Namun, ia tahu bahwa kedamaian ini rapuh. Ia hanyalah setitik debu di alam yang kejam ini. Jika keberuntungan meninggalkannya, ia akan hancur. Jika musim berganti, dan makanan sulit ditemukan, ia akan mati. Tetapi, ia akan berjuang.
Ia akan menggunakan setiap sisa kekuatannya, setiap pengetahuan yang ia miliki, untuk terus bertahan. Karena ia telah belajar bahwa di dunia ini, di mana kekejaman adalah satu-satunya kepastian, hidup adalah satu-satunya hal yang layak diperjuangkan.

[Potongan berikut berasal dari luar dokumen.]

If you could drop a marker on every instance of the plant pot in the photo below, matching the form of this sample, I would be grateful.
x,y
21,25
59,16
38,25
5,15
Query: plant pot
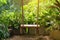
x,y
55,34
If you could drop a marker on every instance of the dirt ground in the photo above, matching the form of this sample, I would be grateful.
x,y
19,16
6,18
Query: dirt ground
x,y
30,38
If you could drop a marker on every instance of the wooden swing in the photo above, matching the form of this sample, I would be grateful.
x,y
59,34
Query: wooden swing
x,y
29,26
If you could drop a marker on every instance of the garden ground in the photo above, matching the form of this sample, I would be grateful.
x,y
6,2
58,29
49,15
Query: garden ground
x,y
25,37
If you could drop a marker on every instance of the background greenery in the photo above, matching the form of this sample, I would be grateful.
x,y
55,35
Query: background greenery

Sesuatu dalam diri Noir mulai berubah. Ketahanan, yang dulunya hanyalah sebuah naluri untuk bertahan, kini perlahan bertransformasi menjadi sesuatu yang lain: harapan. Harapan itu tumbuh perlahan, layaknya tunas yang muncul dari tanah yang kering.

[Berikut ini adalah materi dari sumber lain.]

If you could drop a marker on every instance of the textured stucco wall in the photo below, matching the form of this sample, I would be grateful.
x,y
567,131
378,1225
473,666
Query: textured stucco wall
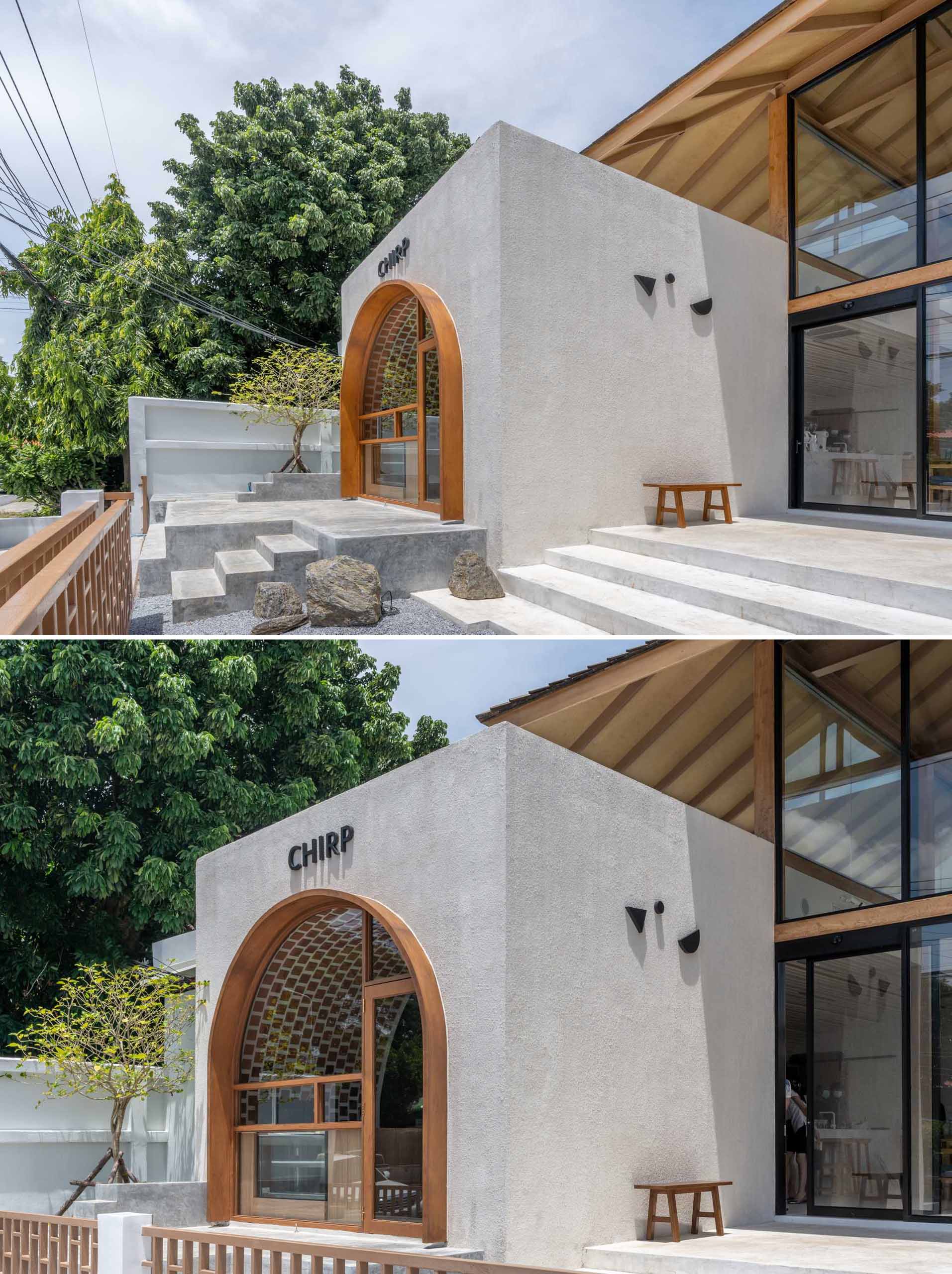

Ia tidak lagi hanya bertahan hidup; ia mulai mencari alasan untuk melakukannya. Setiap malam, saat ia meringkuk di dalam bivaknya, ia memimpikan sebuah masa depan. Bukan masa depan yang penuh kemewahan, tetapi masa depan di mana ia bebas dari bayang-bayang Geraldine, bebas dari racun yang merusak tubuhnya, dan bebas dari ketakutan.
Ia membayangkan dirinya berjalan di bawah sinar matahari, menghirup udara bersih, dan memakan makanan yang lezat tanpa rasa sakit. Ia menyadari bahwa penderitaan yang ia alami tidak hanya menghancurkannya, tetapi juga menempanya menjadi seseorang yang lebih kuat. Ia telah melihat sisi terburuk dari kemanusiaan, tetapi ia juga telah menemukan kekuatan yang luar biasa dalam dirinya sendiri.
Kini, setiap pagi, ia bangkit dengan tekad yang baru. Ia tidak lagi hanya mencari makan untuk bertahan hidup, tetapi mencari jalan keluar. Ia mulai memperhatikan arah matahari, pola angin, dan jejak-jejak kecil di tanah. Ia menyadari bahwa ada dunia di luar hutan ini, dan ia harus mencapainya.
Harapan itu adalah satu-satunya kompas yang ia miliki, dan ia berpegang teguh padanya. Ia mungkin masih lemah, tubuhnya masih sakit, dan dunia masih tampak kejam. Tetapi di dalam hatinya, ia tahu bahwa ia akan bertahan.
Ia akan menemukan jalan keluar, dan ia akan hidup, tidak hanya untuk dirinya sendiri, tetapi juga untuk membuktikan bahwa bahkan dari kegelapan yang paling dalam sekalipun, cahaya bisa ditemukan.